The amplicon, vector insert, and virus stock were sequenced to confirm near identity with the original population-based plasma virus sequence. Phenotypic resistance testing using the PhenoSense assay was performed for each virus clone. Virus replication was characterized by the Monogram Biosciences replication capacity (RC) assay, the virus stock p24 antigen concentration, and the virus stock 50% tissue culture infectious dose (TCID₅₀) during 1 week of MT2 cell culture. The size of the panel was reduced from 25 to 14 by excluding viruses that did not have high-level resistance to four or more PIs or that had a TCID₅₀ of <100 infectious units/ml. The DNA plasmids and virus stocks created from each recombinant infectious molecular clone were contributed to the NIH AIDS Research and Reference Reagent Program without restrictions.

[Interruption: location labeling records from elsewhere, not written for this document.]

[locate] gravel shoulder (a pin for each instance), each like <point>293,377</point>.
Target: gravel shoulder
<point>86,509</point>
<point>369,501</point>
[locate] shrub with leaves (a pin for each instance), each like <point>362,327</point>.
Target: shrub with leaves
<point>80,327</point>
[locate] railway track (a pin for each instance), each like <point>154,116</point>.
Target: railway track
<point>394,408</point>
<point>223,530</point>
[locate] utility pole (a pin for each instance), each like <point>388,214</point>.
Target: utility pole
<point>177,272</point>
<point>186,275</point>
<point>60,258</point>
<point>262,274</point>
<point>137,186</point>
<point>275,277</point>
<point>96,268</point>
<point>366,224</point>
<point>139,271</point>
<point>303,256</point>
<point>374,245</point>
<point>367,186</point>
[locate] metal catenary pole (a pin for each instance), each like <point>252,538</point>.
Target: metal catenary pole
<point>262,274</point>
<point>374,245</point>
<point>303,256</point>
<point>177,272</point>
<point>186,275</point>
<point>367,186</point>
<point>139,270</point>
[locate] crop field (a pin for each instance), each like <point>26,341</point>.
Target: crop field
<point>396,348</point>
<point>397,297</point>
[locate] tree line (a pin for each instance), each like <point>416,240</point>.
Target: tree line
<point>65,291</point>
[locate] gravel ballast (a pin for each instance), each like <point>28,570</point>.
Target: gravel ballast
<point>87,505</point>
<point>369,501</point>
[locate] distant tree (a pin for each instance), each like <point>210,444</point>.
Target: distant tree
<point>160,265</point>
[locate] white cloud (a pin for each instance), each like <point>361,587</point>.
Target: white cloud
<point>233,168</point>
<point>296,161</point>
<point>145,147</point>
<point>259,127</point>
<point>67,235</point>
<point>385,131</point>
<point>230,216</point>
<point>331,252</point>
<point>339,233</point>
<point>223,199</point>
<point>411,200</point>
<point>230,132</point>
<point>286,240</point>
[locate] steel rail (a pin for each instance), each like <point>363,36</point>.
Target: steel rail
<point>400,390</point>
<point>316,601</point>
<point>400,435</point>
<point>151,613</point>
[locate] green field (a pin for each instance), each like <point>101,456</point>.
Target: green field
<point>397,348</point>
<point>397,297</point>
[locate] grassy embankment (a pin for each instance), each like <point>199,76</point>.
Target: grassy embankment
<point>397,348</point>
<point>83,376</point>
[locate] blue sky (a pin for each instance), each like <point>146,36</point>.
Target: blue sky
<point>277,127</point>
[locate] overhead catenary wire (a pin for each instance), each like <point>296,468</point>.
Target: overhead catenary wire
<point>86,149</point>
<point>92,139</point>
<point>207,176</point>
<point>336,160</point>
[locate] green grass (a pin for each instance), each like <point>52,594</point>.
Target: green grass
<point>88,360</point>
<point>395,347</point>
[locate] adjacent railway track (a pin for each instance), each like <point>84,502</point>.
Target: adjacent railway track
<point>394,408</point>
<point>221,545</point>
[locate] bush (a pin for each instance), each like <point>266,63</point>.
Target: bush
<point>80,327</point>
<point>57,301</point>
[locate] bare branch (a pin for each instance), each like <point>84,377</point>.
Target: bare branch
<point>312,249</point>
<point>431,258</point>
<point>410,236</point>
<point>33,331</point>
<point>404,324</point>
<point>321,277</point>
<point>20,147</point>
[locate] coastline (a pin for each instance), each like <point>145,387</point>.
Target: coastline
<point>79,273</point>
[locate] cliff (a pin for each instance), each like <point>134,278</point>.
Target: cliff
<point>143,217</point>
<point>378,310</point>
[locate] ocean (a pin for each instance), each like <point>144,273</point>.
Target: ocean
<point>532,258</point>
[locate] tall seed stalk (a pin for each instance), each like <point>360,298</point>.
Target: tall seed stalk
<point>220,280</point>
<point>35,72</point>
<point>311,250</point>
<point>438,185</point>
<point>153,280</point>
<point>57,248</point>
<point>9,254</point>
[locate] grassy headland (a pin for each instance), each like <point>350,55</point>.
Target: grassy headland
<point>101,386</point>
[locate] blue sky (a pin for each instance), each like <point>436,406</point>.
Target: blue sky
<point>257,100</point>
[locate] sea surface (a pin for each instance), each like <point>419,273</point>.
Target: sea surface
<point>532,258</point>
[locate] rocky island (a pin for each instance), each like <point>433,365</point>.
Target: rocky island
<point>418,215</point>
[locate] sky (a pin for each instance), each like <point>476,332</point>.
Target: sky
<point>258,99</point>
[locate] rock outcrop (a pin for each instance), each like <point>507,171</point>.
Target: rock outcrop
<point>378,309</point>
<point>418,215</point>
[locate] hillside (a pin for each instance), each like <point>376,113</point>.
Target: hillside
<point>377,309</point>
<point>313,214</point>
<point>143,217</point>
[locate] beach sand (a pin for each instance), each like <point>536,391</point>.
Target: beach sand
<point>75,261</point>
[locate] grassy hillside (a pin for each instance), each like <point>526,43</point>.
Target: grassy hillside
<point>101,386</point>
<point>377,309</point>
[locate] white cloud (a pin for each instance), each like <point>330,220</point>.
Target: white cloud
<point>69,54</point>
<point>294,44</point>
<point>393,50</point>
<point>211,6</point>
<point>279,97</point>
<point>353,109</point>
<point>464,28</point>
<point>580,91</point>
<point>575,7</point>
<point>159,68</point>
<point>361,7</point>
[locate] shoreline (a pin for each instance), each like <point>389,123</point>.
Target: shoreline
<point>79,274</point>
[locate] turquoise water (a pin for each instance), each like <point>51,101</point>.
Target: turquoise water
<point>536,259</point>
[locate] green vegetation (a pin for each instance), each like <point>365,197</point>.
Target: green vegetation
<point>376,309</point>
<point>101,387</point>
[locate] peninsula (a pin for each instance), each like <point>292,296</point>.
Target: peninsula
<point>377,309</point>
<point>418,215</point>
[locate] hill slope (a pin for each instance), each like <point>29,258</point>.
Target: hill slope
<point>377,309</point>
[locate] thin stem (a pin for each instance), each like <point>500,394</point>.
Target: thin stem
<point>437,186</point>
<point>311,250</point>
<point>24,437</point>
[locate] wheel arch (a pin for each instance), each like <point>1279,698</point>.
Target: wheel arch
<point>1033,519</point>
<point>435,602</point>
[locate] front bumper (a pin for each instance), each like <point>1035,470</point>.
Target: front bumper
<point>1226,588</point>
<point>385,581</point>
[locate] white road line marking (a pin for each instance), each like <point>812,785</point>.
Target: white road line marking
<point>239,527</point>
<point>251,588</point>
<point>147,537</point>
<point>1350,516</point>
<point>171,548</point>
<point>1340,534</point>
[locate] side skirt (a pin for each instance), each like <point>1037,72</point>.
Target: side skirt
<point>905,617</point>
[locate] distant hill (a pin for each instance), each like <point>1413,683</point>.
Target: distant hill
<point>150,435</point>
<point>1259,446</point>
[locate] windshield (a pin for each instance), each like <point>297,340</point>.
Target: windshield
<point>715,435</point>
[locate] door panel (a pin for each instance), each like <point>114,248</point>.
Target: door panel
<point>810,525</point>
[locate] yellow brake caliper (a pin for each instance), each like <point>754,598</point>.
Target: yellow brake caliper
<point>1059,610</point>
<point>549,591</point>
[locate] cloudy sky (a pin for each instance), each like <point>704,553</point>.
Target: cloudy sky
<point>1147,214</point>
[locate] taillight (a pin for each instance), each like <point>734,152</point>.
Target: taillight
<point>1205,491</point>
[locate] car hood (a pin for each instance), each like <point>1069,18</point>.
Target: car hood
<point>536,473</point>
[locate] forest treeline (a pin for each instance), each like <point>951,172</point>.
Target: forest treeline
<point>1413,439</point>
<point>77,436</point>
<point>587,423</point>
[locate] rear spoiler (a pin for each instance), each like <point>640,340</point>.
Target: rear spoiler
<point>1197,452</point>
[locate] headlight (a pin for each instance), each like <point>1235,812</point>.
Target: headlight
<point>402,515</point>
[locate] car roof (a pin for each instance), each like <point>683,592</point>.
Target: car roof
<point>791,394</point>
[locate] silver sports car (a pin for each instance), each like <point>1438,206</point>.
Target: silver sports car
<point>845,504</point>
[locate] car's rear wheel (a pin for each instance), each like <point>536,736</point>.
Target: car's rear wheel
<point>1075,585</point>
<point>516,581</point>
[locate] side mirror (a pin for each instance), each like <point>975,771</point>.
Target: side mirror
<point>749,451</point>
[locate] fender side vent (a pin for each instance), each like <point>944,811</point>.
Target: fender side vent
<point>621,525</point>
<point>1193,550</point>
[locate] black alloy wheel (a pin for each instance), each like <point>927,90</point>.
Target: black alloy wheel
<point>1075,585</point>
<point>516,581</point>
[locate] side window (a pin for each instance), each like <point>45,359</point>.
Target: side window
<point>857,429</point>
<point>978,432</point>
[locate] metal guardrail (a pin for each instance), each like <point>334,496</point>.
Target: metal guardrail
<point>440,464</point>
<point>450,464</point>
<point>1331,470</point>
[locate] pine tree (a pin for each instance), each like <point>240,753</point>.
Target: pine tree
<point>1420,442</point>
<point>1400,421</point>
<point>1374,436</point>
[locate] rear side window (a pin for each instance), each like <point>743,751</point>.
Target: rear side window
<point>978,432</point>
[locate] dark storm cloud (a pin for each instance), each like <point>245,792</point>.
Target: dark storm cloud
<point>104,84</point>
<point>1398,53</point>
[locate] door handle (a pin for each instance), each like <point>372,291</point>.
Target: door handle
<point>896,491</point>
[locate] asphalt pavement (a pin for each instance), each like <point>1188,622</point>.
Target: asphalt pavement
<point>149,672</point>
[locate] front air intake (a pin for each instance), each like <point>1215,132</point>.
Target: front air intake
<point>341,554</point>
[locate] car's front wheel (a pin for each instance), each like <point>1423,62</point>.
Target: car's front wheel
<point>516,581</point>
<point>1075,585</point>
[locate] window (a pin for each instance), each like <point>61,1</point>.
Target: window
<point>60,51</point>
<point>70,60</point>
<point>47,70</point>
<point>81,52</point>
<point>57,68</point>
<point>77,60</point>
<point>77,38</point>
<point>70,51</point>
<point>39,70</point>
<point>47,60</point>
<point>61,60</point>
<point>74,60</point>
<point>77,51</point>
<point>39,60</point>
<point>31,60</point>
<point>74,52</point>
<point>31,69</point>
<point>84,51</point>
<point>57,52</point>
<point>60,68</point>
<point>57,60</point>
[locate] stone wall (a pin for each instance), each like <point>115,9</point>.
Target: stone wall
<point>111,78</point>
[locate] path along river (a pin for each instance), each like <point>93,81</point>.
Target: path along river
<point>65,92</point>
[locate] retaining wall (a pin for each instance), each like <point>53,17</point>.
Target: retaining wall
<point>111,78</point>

Correlation network analyses of published protease sequences.We selected all protease sequences in the Stanford HIV Drug Resistance Database (HIVDB) (11). For individuals with more than one virus sequence, we included only those sequences with a nonredundant pattern of PI resistance amino acid substitutions. The first step in the network analysis was to create a list of positively correlated substitution pairs having a nonparametric Spearman correlation coefficient (rho) of >0.1 and an associated P value of <2e−16. To confirm the results of the Spearman correlation analysis, we also calculated the Jaccard correlation coefficient for each pair of substitutions and included only those pairs with an associated P value of <2e−9. The Jaccard analysis avoids exaggerating the statistical significance of pairs or rare substitutions (i.e., the double-negative category is large).

To reduce the complexity of the network analysis, we pooled amino acid substitutions at the same position that had highly correlated (defined as a rho value of ≥0.5) individual correlations with each of the amino acid substitutions at other PI resistance positions. Such substitutions included I47V/I47A (rho = 0.6), G48V/G48M (rho = 0.7), I54T/I54A/I54S (rho ≥ 0.8), I54L/I54M (rho = 0.8), G73S/G73T/G73C/G73A (rho ≥ 0.7), V82A/V82T/V82S (rho = 0.5 to 0.7), and V82F/V82L (rho = 0.5). In contrast, other amino acid substitutions at the same position, such as M46I and M46L (rho = −0.5), I50V and I50L (rho = 0), I54ML and I54V (rho = 0.1), and I54ML and I54TAS (rho ≤ −0.8), were treated as separate substitutions.

We used the R package igraph (12) to create an undirected weighted network graph from the adjacency matrix of positively correlated amino acid substitution pairs. In such a network, an edge is created between all significantly correlated amino acid substitution pairs, and the edge length is inversely correlated to the pairs' rho coefficients. The shortest path between two unconnected amino acid substitutions is the smallest sum of the edges linking each substitution. The igraph program “cliques” was used to enumerate tight clusters of amino acid substitutions (cliques) in which each substitution was significantly correlated (rho > 0.1) with each of the other substitutions in the cluster. The igraph program “maximal.cliques” was used to identify cliques that could not be extended by addition of any of the PI resistance amino acid substitutions outside the particular molecular cluster.

For each set of amino acid substitutions in a recombinant infectious molecular clone, we calculated the median of the shortest-path distances between each pair of substitutions. We then randomly sampled with replacement 100,000 sets of PI resistance amino acid substitutions containing the same number of PI resistance amino acid substitutions as the number in the matching clone (range, 3 to 11 substitutions). PI resistance amino acid substitutions were sampled according to their frequency in the HIVDB. The “cluster index” of a clone was defined as the proportion of random samples with a median shortest-path distance greater than the clone's median shortest-path distance.